Jim Curley acompañó a Alex Wright al aeropuerto Kennedy y dejó su equipaje en el mostrador de facturación.
—Hay un lío horrible a esta hora, señor Alex —dijo mirando de reojo a la agente de policía que rondaba por allí, amenazando con multar a los coches que permanecían demasiado tiempo estacionados.
—¿Qué esperabas a las nueve de la mañana de un lunes? —preguntó Alex Wright—. Vuelve al coche y despega antes de que me toque pagar una multa. ¿Recuerdas lo que te he dicho?
—Por supuesto, señor Alex. Llamo a la doctora Chandler y le digo que estoy a su disposición.
—Exacto —dijo Alex—. ¿Y…?
—Y lo más probable es que, ¿cómo lo ha dicho usted, señor?, ah, sí, que renuncie de plano y me diga que no necesita coche y otras cosas por el estilo.
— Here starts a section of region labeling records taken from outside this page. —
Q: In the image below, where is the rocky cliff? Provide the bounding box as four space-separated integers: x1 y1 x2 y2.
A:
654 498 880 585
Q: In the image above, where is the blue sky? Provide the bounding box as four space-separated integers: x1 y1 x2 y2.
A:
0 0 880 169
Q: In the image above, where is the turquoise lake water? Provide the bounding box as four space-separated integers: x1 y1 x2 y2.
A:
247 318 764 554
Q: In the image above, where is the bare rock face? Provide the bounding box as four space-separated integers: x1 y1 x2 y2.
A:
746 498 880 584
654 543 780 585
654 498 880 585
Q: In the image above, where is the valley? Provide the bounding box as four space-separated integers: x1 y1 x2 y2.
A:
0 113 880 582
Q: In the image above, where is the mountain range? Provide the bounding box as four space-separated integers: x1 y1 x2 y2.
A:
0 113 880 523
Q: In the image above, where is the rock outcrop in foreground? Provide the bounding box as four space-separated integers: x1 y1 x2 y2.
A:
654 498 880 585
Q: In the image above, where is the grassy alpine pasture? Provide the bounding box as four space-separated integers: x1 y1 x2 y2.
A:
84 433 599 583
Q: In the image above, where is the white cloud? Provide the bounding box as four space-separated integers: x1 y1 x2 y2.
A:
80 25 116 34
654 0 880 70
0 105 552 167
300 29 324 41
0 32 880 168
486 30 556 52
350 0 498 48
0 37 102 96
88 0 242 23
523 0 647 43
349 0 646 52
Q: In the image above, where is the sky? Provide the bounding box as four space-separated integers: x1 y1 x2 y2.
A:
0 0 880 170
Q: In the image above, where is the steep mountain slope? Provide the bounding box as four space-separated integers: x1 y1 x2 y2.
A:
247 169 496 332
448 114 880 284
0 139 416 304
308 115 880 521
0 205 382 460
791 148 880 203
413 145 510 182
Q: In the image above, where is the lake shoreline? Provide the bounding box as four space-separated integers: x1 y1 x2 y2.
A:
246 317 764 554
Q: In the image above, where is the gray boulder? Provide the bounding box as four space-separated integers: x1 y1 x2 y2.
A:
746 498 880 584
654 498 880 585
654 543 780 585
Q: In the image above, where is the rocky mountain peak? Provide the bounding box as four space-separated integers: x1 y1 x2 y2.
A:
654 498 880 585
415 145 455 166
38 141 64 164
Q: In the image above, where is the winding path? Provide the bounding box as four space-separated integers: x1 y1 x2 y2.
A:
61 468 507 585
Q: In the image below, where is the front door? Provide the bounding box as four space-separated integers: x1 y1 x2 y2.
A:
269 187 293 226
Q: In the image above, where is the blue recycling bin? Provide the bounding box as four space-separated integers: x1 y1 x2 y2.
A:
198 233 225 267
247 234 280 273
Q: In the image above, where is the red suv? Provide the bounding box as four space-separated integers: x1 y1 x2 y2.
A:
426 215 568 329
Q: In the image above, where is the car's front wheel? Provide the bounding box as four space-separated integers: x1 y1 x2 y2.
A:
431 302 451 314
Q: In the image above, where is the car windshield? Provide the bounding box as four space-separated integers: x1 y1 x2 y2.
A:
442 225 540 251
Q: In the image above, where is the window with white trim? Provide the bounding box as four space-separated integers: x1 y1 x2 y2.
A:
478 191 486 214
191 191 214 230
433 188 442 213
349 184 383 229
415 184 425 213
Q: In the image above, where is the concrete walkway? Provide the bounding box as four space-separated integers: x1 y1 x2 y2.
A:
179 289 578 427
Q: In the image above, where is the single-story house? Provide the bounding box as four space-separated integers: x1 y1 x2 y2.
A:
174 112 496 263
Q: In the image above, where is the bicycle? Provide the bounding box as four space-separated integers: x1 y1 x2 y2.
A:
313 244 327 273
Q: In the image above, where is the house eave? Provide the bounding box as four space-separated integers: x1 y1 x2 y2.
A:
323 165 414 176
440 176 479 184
Entonces será cuando me toque decir: «El señor Alex le ruega que me permita servirla, pero con una condición: la doctora Chandler no puede llevar a sus novios en el coche».
Alex Wright rió y dio unas palmadas al hombro de su chofer.
—Sé que puedo contar contigo, Jim. Ahora lárgate. Esa poli tiene un bloc que rellenar y se encamina hacia mi coche.